Friday, November 6, 2009

Good Night, and Good Luck. (2005)

Starring David Strathairn, George Clooney, et al
Rated PG, 93 minutes

1954. Wisconsin senator Joseph McCarthy is at the height of his powers. He heads a Congressional committee set to root out communist sympathizers in the United States. CBS' Edward R. Murrow (Strathairn) wants to root out the truth about McCarthy and his methods on the weekly "See It Now" program - sponsors and others be damned.

This movie does many things right. It's very straightforward. The look and feel of the environment they created is exceptionally authentic. The use of actual footage naturally helped that. All this adds up to something that feels like a documentary. It is that accurate.

David Strathairn is inspired as Edward R. Murrow. You can sense, just with a twitch of the eye, what Murrow is going through at several points in the film. They didn't have to pump up the drama, because the source material was so good. You can't help but sympathize with someone losing their livelihood over the McCarthy-led witch hunt. No scoring or over-the-top shot switching was needed when you watched Edward R. Murrow become a TV pioneer right in front of your eyes. Less was more when the smoky room filled up with silence as the crew waited for the switchboards to light up.

My only real gripe with the movie was the subplot about a hidden marriage at CBS. It helped flesh out the climate of fear at the time, but the payoff was no real payoff at all, in my opinion. It ultimately didn't detract enough to warrant a deduction.


When George Clooney gets his passions behind something, look out. "Confessions of a Dangerous Mind" was another film he directed, and another where the bottom line was kept low to do it the way he wanted to. He took a drastic pay cut to work on "Good Night, and Good Luck," earning literally a few dollars for all of his services. And while "Confessions" was nothing lasting in the cinema pantheon, this movie truly was. I hope more and more people in the future get rewarded for doing what they truly want to do.

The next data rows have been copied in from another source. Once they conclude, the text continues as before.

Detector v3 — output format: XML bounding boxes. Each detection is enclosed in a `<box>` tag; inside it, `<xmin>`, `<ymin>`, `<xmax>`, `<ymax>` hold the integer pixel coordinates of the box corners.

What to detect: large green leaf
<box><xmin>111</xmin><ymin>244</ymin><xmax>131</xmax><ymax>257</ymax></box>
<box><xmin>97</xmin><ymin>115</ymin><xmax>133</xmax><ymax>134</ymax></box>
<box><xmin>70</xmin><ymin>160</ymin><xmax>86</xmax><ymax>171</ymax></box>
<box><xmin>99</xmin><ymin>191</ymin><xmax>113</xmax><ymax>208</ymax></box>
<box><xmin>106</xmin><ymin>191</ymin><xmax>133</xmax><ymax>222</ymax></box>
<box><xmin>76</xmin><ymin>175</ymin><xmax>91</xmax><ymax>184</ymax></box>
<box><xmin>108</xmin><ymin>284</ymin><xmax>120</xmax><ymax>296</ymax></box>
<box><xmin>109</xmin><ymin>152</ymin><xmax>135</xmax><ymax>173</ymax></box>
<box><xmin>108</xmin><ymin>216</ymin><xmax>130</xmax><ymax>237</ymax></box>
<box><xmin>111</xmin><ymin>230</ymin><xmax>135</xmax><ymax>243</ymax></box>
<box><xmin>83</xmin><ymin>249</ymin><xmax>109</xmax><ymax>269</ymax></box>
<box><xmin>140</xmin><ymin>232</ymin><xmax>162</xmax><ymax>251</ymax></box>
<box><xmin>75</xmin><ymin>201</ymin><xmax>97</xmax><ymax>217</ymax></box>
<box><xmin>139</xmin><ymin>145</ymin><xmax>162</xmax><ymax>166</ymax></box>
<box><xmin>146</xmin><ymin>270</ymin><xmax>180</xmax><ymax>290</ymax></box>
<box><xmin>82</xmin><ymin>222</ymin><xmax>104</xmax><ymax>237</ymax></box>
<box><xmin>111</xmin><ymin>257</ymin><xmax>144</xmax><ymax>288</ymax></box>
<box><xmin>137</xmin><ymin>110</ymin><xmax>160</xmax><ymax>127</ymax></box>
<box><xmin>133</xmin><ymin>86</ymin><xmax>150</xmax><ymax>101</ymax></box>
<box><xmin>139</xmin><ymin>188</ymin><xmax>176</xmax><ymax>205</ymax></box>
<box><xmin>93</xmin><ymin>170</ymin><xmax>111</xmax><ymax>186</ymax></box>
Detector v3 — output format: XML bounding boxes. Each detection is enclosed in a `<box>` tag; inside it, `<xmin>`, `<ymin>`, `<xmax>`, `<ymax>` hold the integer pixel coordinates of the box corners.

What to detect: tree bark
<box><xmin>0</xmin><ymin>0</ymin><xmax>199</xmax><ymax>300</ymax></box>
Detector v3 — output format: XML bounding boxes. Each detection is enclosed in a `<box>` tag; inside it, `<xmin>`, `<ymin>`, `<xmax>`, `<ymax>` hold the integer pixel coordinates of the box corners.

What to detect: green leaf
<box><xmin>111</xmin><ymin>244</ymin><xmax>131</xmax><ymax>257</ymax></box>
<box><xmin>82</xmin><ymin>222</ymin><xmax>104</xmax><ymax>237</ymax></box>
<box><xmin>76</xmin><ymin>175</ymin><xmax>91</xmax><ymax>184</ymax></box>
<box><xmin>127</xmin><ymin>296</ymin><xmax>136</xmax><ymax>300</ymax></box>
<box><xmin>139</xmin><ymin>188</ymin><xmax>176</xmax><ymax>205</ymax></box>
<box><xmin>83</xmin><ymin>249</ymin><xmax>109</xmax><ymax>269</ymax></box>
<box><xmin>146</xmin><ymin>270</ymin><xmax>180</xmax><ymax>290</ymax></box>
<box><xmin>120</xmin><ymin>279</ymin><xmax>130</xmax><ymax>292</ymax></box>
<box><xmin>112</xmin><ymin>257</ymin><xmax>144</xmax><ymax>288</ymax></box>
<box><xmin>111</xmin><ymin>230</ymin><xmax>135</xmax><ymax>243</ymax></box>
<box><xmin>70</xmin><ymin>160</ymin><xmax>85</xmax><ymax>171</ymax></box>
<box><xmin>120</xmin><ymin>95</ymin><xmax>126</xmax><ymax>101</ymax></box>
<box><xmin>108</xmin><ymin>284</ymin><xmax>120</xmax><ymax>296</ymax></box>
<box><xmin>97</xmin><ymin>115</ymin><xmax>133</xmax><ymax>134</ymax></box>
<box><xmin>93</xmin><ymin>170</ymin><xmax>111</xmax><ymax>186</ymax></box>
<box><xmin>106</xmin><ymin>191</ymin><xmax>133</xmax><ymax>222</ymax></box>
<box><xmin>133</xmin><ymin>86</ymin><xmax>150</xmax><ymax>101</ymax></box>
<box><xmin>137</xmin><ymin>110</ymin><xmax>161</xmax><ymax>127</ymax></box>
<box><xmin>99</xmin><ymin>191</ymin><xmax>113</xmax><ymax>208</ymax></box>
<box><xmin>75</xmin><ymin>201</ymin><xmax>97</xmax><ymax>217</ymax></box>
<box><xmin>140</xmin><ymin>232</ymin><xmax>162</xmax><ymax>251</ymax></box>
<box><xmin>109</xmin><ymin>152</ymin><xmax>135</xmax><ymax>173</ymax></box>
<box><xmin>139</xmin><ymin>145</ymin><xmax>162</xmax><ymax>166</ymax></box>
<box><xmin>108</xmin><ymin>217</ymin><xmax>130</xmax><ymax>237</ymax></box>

It was Murrow-esque that this movie rose to where it did. "Good Night, and Good Luck" thankfully continues the message that media should not exist solely for entertainment. Media should continue to challenge and be provocative, and not simply warm hearts in the name of a dollar. This writer can only continue the message in spirit, as my career goals center around the sugary sweet ol' Ed would've hated. But...I'll raise a glass right now in his honor, and recommend you see this one. Now.